Louie Acevski

Personal information
- Full name: Lupce Acevski
- Date of birth: 14 November 1977 (age 48)
- Place of birth: Melbourne, Australia
- Height: 1.84 m (6 ft 1⁄2 in)
- Position: Goalkeeper

Senior career*
- Years: Team / Apps / (Gls)
- 1995–1996: St Albans Saints / 17 / (0)
- 1997–1999: Preston Lions / 73 / (0)
- 1999–2001: Melbourne Knights / 35 / (0)
- 2001–2002: Northern Spirit / 11 / (0)
- 2003–2004: Adelaide City / 18 / (0)
- 2005–2006: Heidelberg United / 59 / (0)
- 2006–2007: Preston Lions / 14 / (0)
- 2007–2008: FK SIAD Most / 7 / (0)
- 2008: Melbourne Victory / 0 / (0)
- 2008–2009: Preston Lions / 27 / (0)
- 2009–2012: Hume City / 25 / (0)

Managerial career
- 2012–2016: Hume City FC
- 2017–2025: Preston Lions

= Louie Acevski =

Australian-Macedonian goalkeeper

Lupce "Lou" Acevski (born 14 November 1977) is an Australian former soccer goalkeeper who later became a coach.
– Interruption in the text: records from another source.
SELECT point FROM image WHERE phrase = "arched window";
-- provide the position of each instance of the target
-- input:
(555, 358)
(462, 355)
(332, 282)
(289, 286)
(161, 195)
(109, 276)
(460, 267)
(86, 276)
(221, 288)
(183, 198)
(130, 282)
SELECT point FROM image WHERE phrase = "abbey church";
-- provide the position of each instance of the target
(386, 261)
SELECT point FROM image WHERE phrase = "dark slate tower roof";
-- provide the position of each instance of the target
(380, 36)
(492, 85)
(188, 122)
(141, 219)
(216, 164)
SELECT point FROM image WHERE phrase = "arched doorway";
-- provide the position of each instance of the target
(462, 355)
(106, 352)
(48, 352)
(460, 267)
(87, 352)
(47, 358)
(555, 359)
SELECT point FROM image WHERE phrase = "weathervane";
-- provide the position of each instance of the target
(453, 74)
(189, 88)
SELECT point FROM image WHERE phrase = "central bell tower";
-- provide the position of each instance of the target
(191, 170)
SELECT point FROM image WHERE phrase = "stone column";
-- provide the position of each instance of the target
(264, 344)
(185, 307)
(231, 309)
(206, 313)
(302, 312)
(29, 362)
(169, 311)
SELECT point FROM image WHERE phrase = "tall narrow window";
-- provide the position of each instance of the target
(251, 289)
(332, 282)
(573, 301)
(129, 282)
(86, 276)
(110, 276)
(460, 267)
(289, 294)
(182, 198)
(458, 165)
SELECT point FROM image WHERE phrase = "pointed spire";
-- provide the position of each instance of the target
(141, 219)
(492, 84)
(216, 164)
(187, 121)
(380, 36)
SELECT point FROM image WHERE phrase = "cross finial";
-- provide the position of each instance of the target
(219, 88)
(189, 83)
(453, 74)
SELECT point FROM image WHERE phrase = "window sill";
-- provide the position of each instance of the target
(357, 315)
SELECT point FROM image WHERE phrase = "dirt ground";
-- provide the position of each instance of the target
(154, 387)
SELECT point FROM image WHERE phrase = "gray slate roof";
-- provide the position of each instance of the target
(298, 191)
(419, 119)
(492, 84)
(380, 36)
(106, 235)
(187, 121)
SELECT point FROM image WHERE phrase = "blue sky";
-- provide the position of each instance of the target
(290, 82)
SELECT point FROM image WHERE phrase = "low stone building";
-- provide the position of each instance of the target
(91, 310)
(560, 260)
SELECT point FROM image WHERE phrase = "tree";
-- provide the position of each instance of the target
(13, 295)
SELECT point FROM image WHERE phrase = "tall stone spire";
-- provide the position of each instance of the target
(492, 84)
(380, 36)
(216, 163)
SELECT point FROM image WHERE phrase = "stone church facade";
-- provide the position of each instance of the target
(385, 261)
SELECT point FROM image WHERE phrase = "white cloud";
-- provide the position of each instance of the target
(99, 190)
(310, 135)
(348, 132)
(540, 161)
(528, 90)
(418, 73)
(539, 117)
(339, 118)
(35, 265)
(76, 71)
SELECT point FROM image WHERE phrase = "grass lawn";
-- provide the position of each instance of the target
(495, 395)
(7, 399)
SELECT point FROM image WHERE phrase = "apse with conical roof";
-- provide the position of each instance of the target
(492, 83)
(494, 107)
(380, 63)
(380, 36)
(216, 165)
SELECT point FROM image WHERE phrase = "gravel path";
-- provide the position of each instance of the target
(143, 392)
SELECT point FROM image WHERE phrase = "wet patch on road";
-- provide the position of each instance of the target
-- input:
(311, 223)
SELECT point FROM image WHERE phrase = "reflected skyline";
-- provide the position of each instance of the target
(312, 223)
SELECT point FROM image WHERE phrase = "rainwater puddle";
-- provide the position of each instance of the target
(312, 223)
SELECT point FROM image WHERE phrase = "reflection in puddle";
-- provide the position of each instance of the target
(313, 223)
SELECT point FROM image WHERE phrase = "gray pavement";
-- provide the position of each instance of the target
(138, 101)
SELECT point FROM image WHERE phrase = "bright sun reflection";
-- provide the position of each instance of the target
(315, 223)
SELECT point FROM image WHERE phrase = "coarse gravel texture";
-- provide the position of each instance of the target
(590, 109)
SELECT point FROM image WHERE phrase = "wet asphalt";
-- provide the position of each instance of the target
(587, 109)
As a player, he played 71 times in the Australian National Soccer League (NSL) for Melbourne Knights, Northern Spirit and Adelaide City. He had a short stint in Czech football where he played seven times for FK SIAD Most. He also made over 200 senior appearances in the Victorian Premier League. Lupce was coach of Hume City FC in the National Premier Leagues Victoria, He leave for Hume City FC on 21 July 2016. and return is boyhood club Preston Lions as coach He now works as director of Preston Lions.